SEPPIR pede ao Ministério Público para monitorar intolerância religiosa em Pernambuco

No ano em que se celebra o centenário de um dos episódios históricos mais violentos contra povos de comunidades tradicionais – a “Quebra de Xangô”, ocorrida em Maceió, em 1912 – a intolerância religiosa volta a se repetir, desta vez, em Recife. O Jornal do Comércio de Pernambuco divulgou hoje (18) um vídeo em que centenas de pessoas tentaram invadir um terreiro de matriz africana no último domingo (15). O acontecimento se dá quatro dias depois de um outro grupo de pessoas invadir e atear fogo em terreiros da cidade Brejo Madre de Deus, no agreste pernambucano, onde um menino de nove anos foi assassinado num suposto ritual de sacrifício em que os suspeitos seriam umbandistas.

Diante da gravidade da situação e do risco para os fieis das tradições de matriz africana em Pernambuco, a Secretaria de Políticas de Promoção da Igualdade Racial (SEPPIR) solicitou auxílio do Grupo de Trabalho Antirracismo do Ministério Público do Estado para monitorar os acontecimentos.

Em Recife, o ato de intolerância religiosa foi registrado pelo babalorixá Érico Lustosa, que narra o vídeo cobrando uma posição da polícia a fim de evitar uma “guerra religiosa”. Na descrição do vídeo postado no Youtube, Lustosa afirma que as pessoas gritavam “Sai daí, demônio” e forçavam o portão do terreiro, que não teve seu nome divulgado.

“Em todos os segmentos populacionais, em todas as tradições, em todas as religiões podem existir pessoas desonestas e criminosas. A generalização que leva à depredação desses terreiros é fruto do racismo, que impede que se enxergue os atos individuais nessas circunstâncias.

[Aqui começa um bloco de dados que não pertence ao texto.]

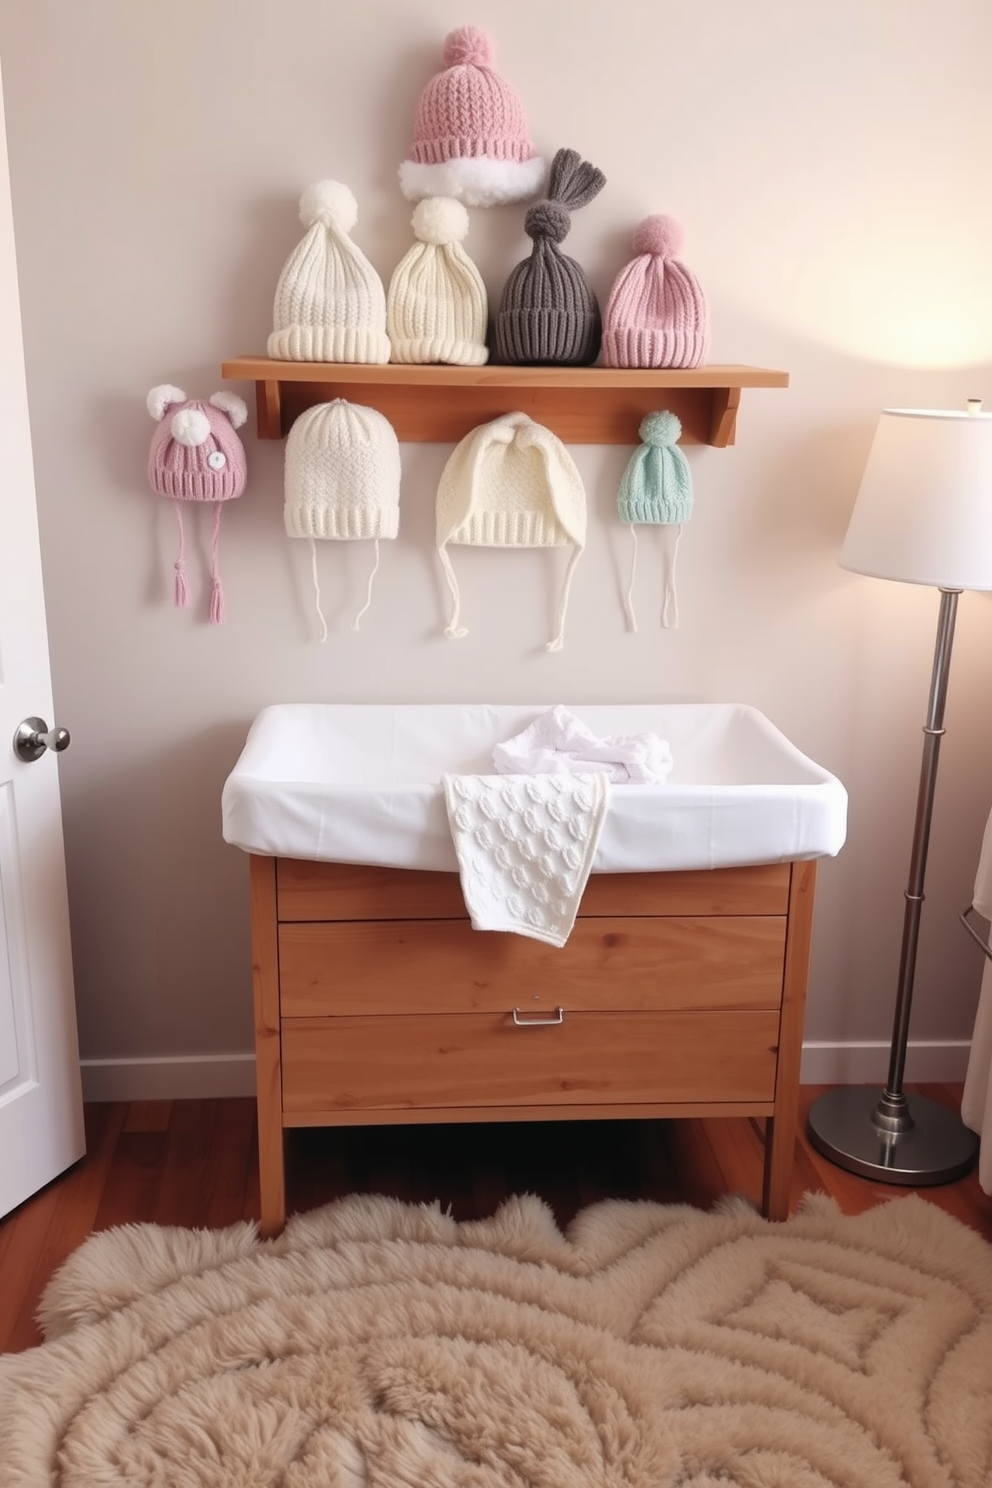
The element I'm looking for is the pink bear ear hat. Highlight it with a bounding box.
[399,26,545,207]
[147,385,248,624]
[602,214,710,370]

Não é porque alguém supostamente ligado a esta ou aquela tradição cometeu um crime que se justifica essa resposta agressiva a toda uma comunidade”, avaliou a secretária de Políticas para Comunidades Tradicionais da SEPPIR, Silvany Euclênio.

Já em Brejo de Madre de Deus, o motivo da revolta contra o terreiro foi o fato de terem sido encontrados utensílios semelhantes aos usados em rituais dessas comunidades tradicionais e de os suspeitos se intitularem como umbandistas. Porém, de acordo com o diretor do Conselho Estadual de Promoção da Igualdade Racial (Coepir) de Pernambuco, José Arruda, nas caminhadas de terreiros “não há registro daquela comunidade”.

Distorção – O caso ganhou espaço na mídia local, que, como prática recorrente, denominou o crime como um “ritual de magia negra”. “A palavra negra, nesse caso, traz a carga negativa para uma suposta prática religiosa ou tradicional, que, na verdade, é apenas criminosa e não está relacionada a raça”, explica Silvany Euclênio. Lideranças tradicionais de matriz africana passaram a usar a Internet para manifestar solidariedade à família da criança e explicar que condenam rituais que envolvam morte humana.

Quebra de Xangô

A Quebra de Xangô foi uma das maiores violências sofridas pelos povos de comunidades tradicionais no país. No dia 02 de fevereiro de 1912, na cidade de Maceió, em Alagoas, centenas de pessoas invadiram, depredaram e queimaram os principais terreiros de Xangô da cidade, espancando líderes e pais de santo dos cultos afros. A imprensa teve um importante papel nos ataques aos terreiros. Alguns jornais usavam termos pejorativos ao se referir aos rituais. O Jornal de Alagoas realizou uma série de matérias intituladas “Bruxaria”, que foram publicadas nos dias que se seguiram ao episódio.